Com’è cambiata la tua vita?
Tanto e in meglio. Mi devo gestire. Ma sto bene e sono sereno. Ho una compagna che amo, Elisa, un lavoro che mi sono creato, dapprima per esigenze legate alla malattia e, oggi, per passione: la cura delle automobili. Una figlia stupenda e la salute va bene, ripeto con delle accortezze, giorni più facili e giorni più complicati, ma nulla di insuperabile e la mia qualità della vita è enormemente migliorata. Ho scelto di non farmi condizionare, di non arrendermi e di vivere il più pienamente possibile. La malattia c’è stata, l’ho dovuta accettare, affrontare e combattere, ma non da solo. Vivo come se non ce l’avessi, senza dimenticare le cure, la prevenzione e i controlli però!

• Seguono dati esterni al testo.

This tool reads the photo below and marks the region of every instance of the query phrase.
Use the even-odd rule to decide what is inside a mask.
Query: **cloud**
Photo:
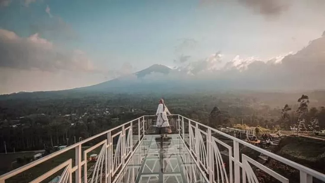
[[[219,88],[301,90],[325,89],[325,36],[297,53],[263,60],[255,56],[223,60],[220,52],[188,63],[160,79],[210,81]],[[153,76],[156,79],[159,76]]]
[[[27,38],[0,29],[0,67],[53,72],[91,72],[92,62],[81,50],[63,50],[35,34]]]
[[[183,54],[182,54],[181,56],[179,56],[179,57],[177,60],[174,59],[174,62],[175,63],[184,63],[187,62],[190,57],[191,57],[190,55],[183,55]]]
[[[0,0],[0,7],[9,6],[12,0]]]
[[[287,11],[290,1],[283,0],[238,0],[239,3],[252,9],[254,12],[270,16],[278,15]]]
[[[182,39],[179,41],[180,42],[175,46],[175,54],[182,53],[184,51],[192,50],[197,46],[198,43],[198,41],[191,38]]]
[[[132,74],[134,71],[133,67],[129,63],[124,63],[118,72],[120,75],[126,75]]]
[[[38,33],[42,37],[50,37],[56,39],[77,40],[78,34],[71,25],[66,22],[61,17],[53,16],[49,7],[45,11],[50,18],[42,18],[30,25],[32,33]]]
[[[30,4],[34,3],[36,3],[37,0],[24,0],[24,5],[25,6],[28,7]]]
[[[45,12],[46,12],[46,13],[47,13],[49,15],[49,16],[50,17],[50,18],[53,17],[53,16],[51,14],[51,9],[50,9],[50,7],[49,7],[48,5],[47,5],[47,6],[46,6],[46,9],[45,9]]]

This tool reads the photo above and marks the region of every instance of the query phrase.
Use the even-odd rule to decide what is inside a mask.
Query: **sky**
[[[321,36],[324,10],[323,0],[0,0],[0,94],[85,86],[155,64],[281,59]]]

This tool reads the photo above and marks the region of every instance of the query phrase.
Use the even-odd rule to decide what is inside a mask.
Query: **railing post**
[[[189,124],[188,124],[189,127]],[[185,127],[184,126],[184,117],[182,116],[182,131],[183,134],[183,140],[185,141]]]
[[[133,152],[133,131],[132,130],[132,127],[133,127],[133,121],[131,123],[130,128],[130,151],[131,154]]]
[[[107,175],[108,175],[108,148],[107,146],[109,143],[108,138],[106,138],[106,143],[104,145],[105,146],[106,150],[105,151],[105,183],[108,183],[108,180],[107,179]]]
[[[78,169],[76,170],[75,174],[76,183],[81,183],[81,145],[76,147],[75,152],[76,155],[76,166],[78,166]]]
[[[180,119],[180,117],[179,117],[179,114],[177,115],[177,116],[178,116],[178,119],[177,119],[177,124],[178,127],[177,127],[177,131],[178,131],[178,134],[179,135],[180,135],[181,134],[181,126],[180,126],[180,125],[181,125],[180,124],[181,119]]]
[[[190,120],[189,120],[190,122]],[[195,154],[197,157],[197,162],[199,163],[200,161],[200,140],[199,139],[199,124],[195,123]]]
[[[125,127],[123,125],[122,126],[122,143],[121,144],[121,152],[122,152],[122,166],[124,166],[125,163]]]
[[[212,147],[212,137],[211,135],[211,130],[208,129],[208,170],[209,170],[209,181],[210,182],[213,182],[214,173],[213,167],[213,147]]]
[[[235,159],[235,183],[240,183],[240,167],[239,165],[239,143],[234,141],[234,158]]]
[[[106,169],[107,170],[107,173],[106,174],[106,177],[107,179],[107,182],[111,183],[111,169],[112,168],[112,143],[111,142],[111,132],[107,133],[107,164],[106,164]]]
[[[313,177],[300,170],[300,183],[312,183]]]
[[[140,125],[140,118],[139,118],[138,119],[138,142],[140,143],[140,139],[141,138],[141,126]]]
[[[142,118],[142,125],[143,125],[143,129],[142,130],[142,134],[143,134],[144,136],[144,133],[145,132],[145,124],[144,124],[144,116],[143,116],[143,117]]]

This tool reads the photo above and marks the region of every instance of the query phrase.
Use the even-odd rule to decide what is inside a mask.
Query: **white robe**
[[[156,112],[156,115],[157,115],[157,127],[169,127],[167,113],[169,115],[171,114],[166,105],[165,106],[165,111],[164,111],[164,104],[159,104]]]

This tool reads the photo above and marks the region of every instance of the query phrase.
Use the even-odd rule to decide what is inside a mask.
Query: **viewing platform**
[[[143,116],[2,175],[0,183],[325,182],[325,174],[239,138],[169,117],[167,137],[154,134],[155,116]],[[262,154],[270,164],[258,161]],[[276,162],[287,170],[271,168]]]

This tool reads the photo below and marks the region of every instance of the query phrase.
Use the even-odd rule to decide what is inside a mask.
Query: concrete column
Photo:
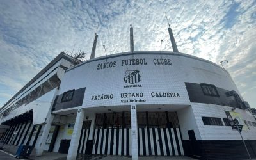
[[[77,114],[74,127],[73,134],[71,138],[70,145],[69,146],[67,160],[75,160],[77,154],[78,145],[79,143],[80,134],[84,121],[84,110],[78,109]]]
[[[45,145],[46,140],[47,140],[49,132],[50,131],[51,122],[53,120],[54,115],[50,113],[46,118],[46,124],[44,127],[43,132],[39,140],[39,146],[36,149],[36,156],[41,156],[43,154],[44,146]]]
[[[90,127],[90,134],[88,140],[93,140],[93,133],[94,133],[94,129],[95,127],[95,113],[92,113],[90,116],[92,116],[92,122],[91,122],[91,126]]]
[[[132,143],[132,159],[138,160],[139,153],[138,150],[138,122],[137,111],[136,105],[131,106],[131,143]]]

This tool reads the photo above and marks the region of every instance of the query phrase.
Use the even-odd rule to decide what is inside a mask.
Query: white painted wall
[[[193,112],[198,127],[202,140],[240,140],[239,133],[233,130],[230,126],[225,126],[222,118],[227,118],[225,111],[231,111],[231,108],[223,106],[205,104],[193,104]],[[244,120],[255,122],[253,116],[248,111],[236,109],[236,112],[240,113]],[[202,116],[221,118],[224,126],[204,125]],[[179,118],[180,119],[180,118]],[[256,140],[256,127],[249,126],[250,131],[243,131],[244,139]]]
[[[189,140],[188,130],[194,130],[196,140],[201,140],[192,107],[188,106],[177,111],[183,140]]]
[[[145,59],[147,64],[122,66],[122,60],[132,58]],[[125,54],[109,56],[107,61],[115,61],[116,66],[101,70],[97,70],[97,66],[106,63],[106,59],[99,58],[89,60],[65,73],[59,94],[86,87],[83,107],[88,108],[132,104],[130,102],[122,103],[121,100],[134,99],[122,99],[120,95],[136,92],[142,92],[143,97],[135,99],[146,100],[138,104],[190,104],[184,82],[209,83],[239,93],[229,74],[213,63],[188,54],[170,53],[162,55],[162,58],[171,60],[172,65],[154,65],[154,60],[161,58],[158,52],[155,52],[155,54],[152,54],[152,52],[151,54],[134,54],[133,57]],[[141,81],[134,84],[141,85],[142,87],[124,88],[131,84],[124,81],[125,72],[135,70],[140,71]],[[180,97],[152,97],[152,92],[179,93]],[[113,98],[92,100],[92,96],[102,94],[113,94]]]

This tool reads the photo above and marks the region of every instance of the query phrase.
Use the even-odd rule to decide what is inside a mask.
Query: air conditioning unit
[[[226,93],[226,95],[227,97],[230,97],[230,96],[232,96],[232,95],[236,95],[236,92],[234,91],[234,90],[232,90],[232,91],[227,92],[225,93]]]
[[[242,102],[242,105],[243,105],[243,109],[251,108],[250,107],[250,105],[249,105],[248,102],[247,102],[246,101],[243,101]]]
[[[256,109],[255,109],[255,108],[251,108],[250,109],[251,109],[251,112],[252,112],[252,113],[256,113]]]

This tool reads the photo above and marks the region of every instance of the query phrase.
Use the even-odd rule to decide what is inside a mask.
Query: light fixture
[[[226,63],[228,63],[228,61],[227,60],[224,60],[224,61],[220,61],[220,63],[221,64],[222,67],[224,68],[223,65],[222,64],[223,63],[226,62]],[[224,68],[225,69],[225,68]]]

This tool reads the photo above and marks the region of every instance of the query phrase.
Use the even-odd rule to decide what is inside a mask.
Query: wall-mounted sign
[[[67,129],[67,134],[72,135],[73,134],[74,126],[75,126],[75,124],[69,124],[68,125]]]

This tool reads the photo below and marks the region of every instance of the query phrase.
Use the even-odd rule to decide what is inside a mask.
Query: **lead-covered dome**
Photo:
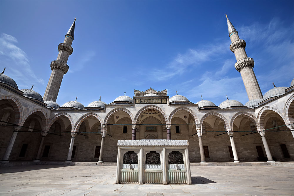
[[[44,102],[44,103],[47,104],[47,105],[46,106],[46,107],[48,108],[51,108],[51,109],[56,110],[60,107],[59,104],[56,102],[53,101],[52,100],[50,101],[45,101]]]
[[[43,100],[43,98],[42,97],[41,95],[34,91],[33,90],[33,87],[34,86],[33,85],[33,86],[32,86],[32,88],[31,89],[22,89],[21,90],[21,91],[24,92],[22,95],[26,97],[36,99],[40,101],[41,102],[44,102],[44,100]]]
[[[271,97],[281,95],[286,93],[285,90],[288,88],[288,87],[285,86],[276,87],[275,83],[273,82],[273,83],[274,85],[274,88],[272,88],[265,93],[265,94],[263,96],[263,97],[262,98],[263,100],[265,100]]]
[[[4,71],[6,69],[6,68],[4,68],[2,73],[0,73],[0,82],[6,84],[14,88],[18,89],[17,85],[14,81],[12,80],[10,77],[4,74]]]
[[[220,103],[218,107],[223,109],[234,106],[244,106],[241,102],[233,99],[228,99],[227,97],[227,100]]]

La malattia ha inciso sulla tua vita professionale?
Sì, dapprima negativamente poi positivamente. Ero dipendente e nonostante il mio datore di lavoro fosse a conoscenza dei miei disagi di salute, alcuni aspetti diventavano spesso un problema: il ricorso sovente ai servizi igienici, le assenze per le visite, le giornate di malattia, alla lunga sono diventate un problema. Tanto da indurmi a licenziarmi e aprire partita Iva. Inizialmente come gestore di un distributore di benzina e ora con la mia nuova attività nel settore automotive: la cura delle automobili. Quello che poteva essere un ostacolo, è diventato un’opportunità.

Cosa ti senti di dire a chi condivide queste patologie?

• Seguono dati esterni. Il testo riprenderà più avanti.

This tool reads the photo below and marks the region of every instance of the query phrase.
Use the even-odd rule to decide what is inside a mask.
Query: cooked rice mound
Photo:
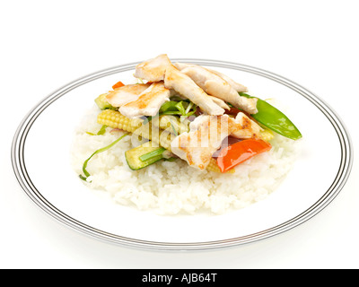
[[[71,150],[72,165],[82,174],[83,161],[92,152],[116,139],[122,132],[108,127],[103,135],[96,122],[97,107],[88,110],[77,126]],[[263,200],[271,194],[292,169],[298,144],[276,135],[272,149],[236,167],[235,173],[198,170],[181,160],[160,161],[143,170],[132,170],[125,152],[132,148],[131,136],[124,137],[109,150],[96,154],[87,170],[91,188],[109,193],[114,201],[139,210],[161,214],[210,212],[221,214]],[[81,180],[81,179],[79,179]]]

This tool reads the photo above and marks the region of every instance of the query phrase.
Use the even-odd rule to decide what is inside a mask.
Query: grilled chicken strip
[[[204,170],[228,135],[246,139],[260,138],[261,128],[243,113],[236,118],[201,115],[189,124],[189,132],[176,136],[171,150],[188,165]]]
[[[164,80],[164,74],[169,65],[171,65],[166,54],[162,54],[154,58],[142,62],[136,66],[135,77],[144,79],[148,82]]]
[[[258,112],[257,99],[240,96],[238,91],[227,81],[213,71],[197,65],[176,63],[175,66],[181,73],[189,76],[206,93],[230,102],[234,107],[250,114]],[[232,80],[232,82],[233,81]]]
[[[106,100],[113,107],[121,107],[130,101],[136,100],[140,93],[149,86],[150,84],[147,83],[127,84],[109,91]]]
[[[208,97],[191,78],[180,73],[165,54],[138,64],[136,67],[135,76],[149,82],[164,80],[164,86],[167,89],[172,89],[190,100],[205,113],[208,115],[223,115],[224,113],[224,109]]]
[[[190,123],[188,133],[182,133],[173,139],[171,150],[188,165],[205,170],[212,155],[233,129],[232,124],[227,115],[201,115]]]
[[[136,100],[127,103],[118,111],[129,118],[143,116],[155,116],[161,106],[170,100],[171,91],[164,87],[163,82],[153,83],[141,92]]]
[[[239,112],[234,119],[235,126],[231,135],[241,138],[256,138],[261,137],[260,132],[263,130],[258,124],[248,117],[244,113]]]

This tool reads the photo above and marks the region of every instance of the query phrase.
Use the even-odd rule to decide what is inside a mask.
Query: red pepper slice
[[[248,139],[223,149],[217,164],[222,172],[226,172],[256,154],[269,151],[272,145],[263,140]]]
[[[118,82],[118,83],[116,83],[112,86],[112,89],[115,90],[115,89],[120,88],[120,87],[122,87],[122,86],[124,86],[124,85],[125,85],[125,84],[124,84],[122,82]]]

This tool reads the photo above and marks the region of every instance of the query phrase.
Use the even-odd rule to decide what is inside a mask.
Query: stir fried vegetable
[[[225,172],[271,148],[270,144],[263,140],[243,140],[223,148],[218,155],[217,164],[221,171]]]
[[[86,181],[86,180],[87,180],[87,178],[91,176],[90,173],[87,171],[86,168],[87,168],[87,164],[88,164],[89,161],[90,161],[94,155],[96,155],[97,153],[100,153],[100,152],[105,152],[105,151],[110,149],[112,146],[114,146],[116,144],[118,144],[120,140],[122,140],[125,136],[127,136],[127,135],[129,135],[129,134],[127,133],[127,134],[121,135],[120,137],[118,137],[116,141],[112,142],[112,143],[109,144],[109,145],[107,145],[107,146],[105,146],[105,147],[102,147],[102,148],[101,148],[101,149],[95,151],[86,161],[84,161],[83,165],[83,171],[84,176],[83,176],[83,175],[80,174],[80,175],[79,175],[80,178]]]

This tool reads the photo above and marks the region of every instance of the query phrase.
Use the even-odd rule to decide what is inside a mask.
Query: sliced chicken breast
[[[260,138],[260,132],[263,130],[255,121],[248,117],[244,113],[240,112],[234,119],[234,129],[232,131],[231,135],[241,138]]]
[[[243,113],[236,118],[227,115],[201,115],[190,123],[189,132],[173,139],[171,150],[188,165],[204,170],[228,135],[241,139],[259,138],[260,130],[260,126]]]
[[[164,77],[164,85],[173,89],[208,115],[223,115],[224,109],[216,104],[208,95],[196,84],[193,80],[180,72],[174,65],[168,66]]]
[[[181,73],[189,76],[206,93],[230,102],[234,107],[250,114],[258,112],[257,99],[248,99],[239,95],[238,91],[218,74],[197,65],[175,64]]]
[[[109,91],[106,95],[106,100],[113,107],[121,107],[128,102],[136,100],[140,93],[149,86],[150,84],[147,83],[127,84]]]
[[[194,65],[194,64],[186,64],[186,63],[175,63],[174,65],[180,70],[183,70],[184,68],[190,67],[190,66],[198,66],[198,65]],[[216,75],[220,76],[222,79],[223,79],[225,82],[227,82],[235,91],[248,91],[248,88],[241,83],[239,83],[235,82],[234,80],[231,79],[229,76],[225,75],[224,74],[222,74],[218,71],[212,70],[206,68],[208,71],[215,74]]]
[[[163,82],[153,83],[140,93],[136,100],[121,106],[118,111],[129,118],[144,116],[155,116],[161,106],[170,100],[171,91],[164,87]]]

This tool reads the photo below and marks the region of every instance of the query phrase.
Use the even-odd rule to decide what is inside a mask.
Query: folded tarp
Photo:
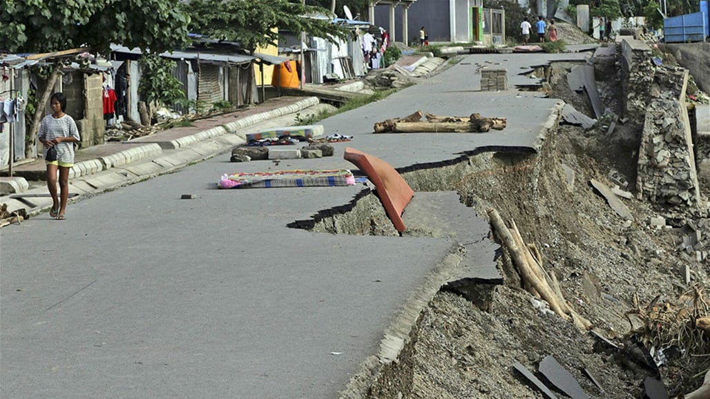
[[[334,170],[283,170],[238,173],[224,175],[218,188],[272,188],[354,185],[355,177],[347,169]]]
[[[247,134],[246,142],[249,143],[263,138],[279,138],[282,137],[302,138],[304,140],[306,140],[310,138],[322,136],[324,131],[323,125],[275,128]]]

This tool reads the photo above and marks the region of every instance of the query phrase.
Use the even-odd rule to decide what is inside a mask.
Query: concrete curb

Di lottare, di non arrendersi, di vivere la vita. Di cercare un centro specializzato che conosca queste patologie e che sia strutturato per trattarle e curarle. Evitare le cure fai da te, i consigli degli altri pazienti, i forum e le ricerche sul web. Affidarsi a professionisti che possano garantire cure efficaci, farmaci di ultima generazione alla chirurgia. Fattori che nel mio caso hanno fatto la differenza. Ciascuno di noi ha la sua storia, siamo tutti diversi e reagiamo alle cure in modo diverso. I medici che mi hanno curato, occupano un posto speciale nella mia vita perché so di poter contare su di loro, mi fido e mi affido, senza mai venir meno alle mie responsabilità e alla mia voglia di vivere.
Se tracci un bilancio della tua esperienza cosa risulta?
Sono soddisfatto di me stesso, di come ho imparato a reagire ai problemi, ma sopratutto voglio ringraziare mia figlia Aisha, la mia compagna Elisa, la mia famiglia e tutti i medici, infermieri e membri del personale che ho conosciuto all’ospedale di Negrar perché sono persone fondamentali nella mia vita.